- Born: August 18, 1984 (age 41) Osaka, Japan
- Years active: 2010-present
- Formerly of: SECRET GUYZ

= Yukichi (singer) =

' (born 18 August 1984 in Osaka) is a Japanese singer, actor and TV personality who works for the Yoshimoto Kogyo entertainment agency. He is Yoshimoto's first transgender male entertainer.

He was formerly a member of the all-female-to-male music group SECRET GUYZ, and a finalist for the auditions of the mixed-gender idol group Yoshimotozaka 46. His current aim with his work is to increase public awareness and acceptance of the LGBTQ community.

== Career ==
Yukichi debuted in the entertainment industry in 2010.

His first written book, "I am the Eldest Daughter", detailing his upbringing and early life was released on 23 February 2010.

In 2012, he formed SECRET GUYZ with fellow transgender male entertainers Yoshihara Shute and Ideka Taiki, and the group had their CD debut the following year.
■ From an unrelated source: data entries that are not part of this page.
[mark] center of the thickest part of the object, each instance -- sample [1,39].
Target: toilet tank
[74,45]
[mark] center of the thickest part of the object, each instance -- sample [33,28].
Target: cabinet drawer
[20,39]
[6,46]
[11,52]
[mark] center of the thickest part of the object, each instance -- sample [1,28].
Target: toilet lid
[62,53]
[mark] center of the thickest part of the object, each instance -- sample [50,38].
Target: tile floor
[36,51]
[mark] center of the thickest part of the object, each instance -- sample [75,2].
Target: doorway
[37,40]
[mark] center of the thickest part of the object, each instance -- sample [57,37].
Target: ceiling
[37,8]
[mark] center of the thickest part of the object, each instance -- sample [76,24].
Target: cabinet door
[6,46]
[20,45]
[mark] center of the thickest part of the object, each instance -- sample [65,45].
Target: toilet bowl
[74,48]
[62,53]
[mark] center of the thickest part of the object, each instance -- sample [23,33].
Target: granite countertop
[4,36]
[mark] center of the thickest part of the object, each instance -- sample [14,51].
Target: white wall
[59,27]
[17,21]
SECRET GUYZ continued activity until their disbandment on 12 February 2018.

As a member of SECRET GUYZ, Yukichi performed at Tokyo Rainbow Pride 2016.

In August 2018, he participated in the auditions for Yoshimotozaka46, where he advanced to the finals.

In October 2018, he served as a host at the GRAMMY TOKYO 6th anniversary Halloween party.

In December 2018, he opened a bar named YUKICHIBAR in Shinjuku, where he has since worked as the manager.

== Performances ==

=== Stage productions ===
Source:
- Double Booking (Feb 2010, Jimbocho Kagetsu)
- Otoko Oiran (Mar/May 2014, Sasazuka Factory and others)
- Stage: Pankisu! 3D (August 2015, Shinjuku Alta Studio)
- Geigeki + Talk: Reading ‘Tokyo’ (February 2016, Tokyo Metropolitan Art Theatre)

=== Television series ===
- Weak Man, a series of mini-dramas starring SECRET GUYZ (8 Dec 2014 - 9 Mar 2015, BS11).

=== Films ===
- Yadori (2019)

=== Variety shows ===
- Ebisu Kecakpu (8 Apr-13 - 9 Sep-13, TOKYO MX), as part of SECRET GUYZ.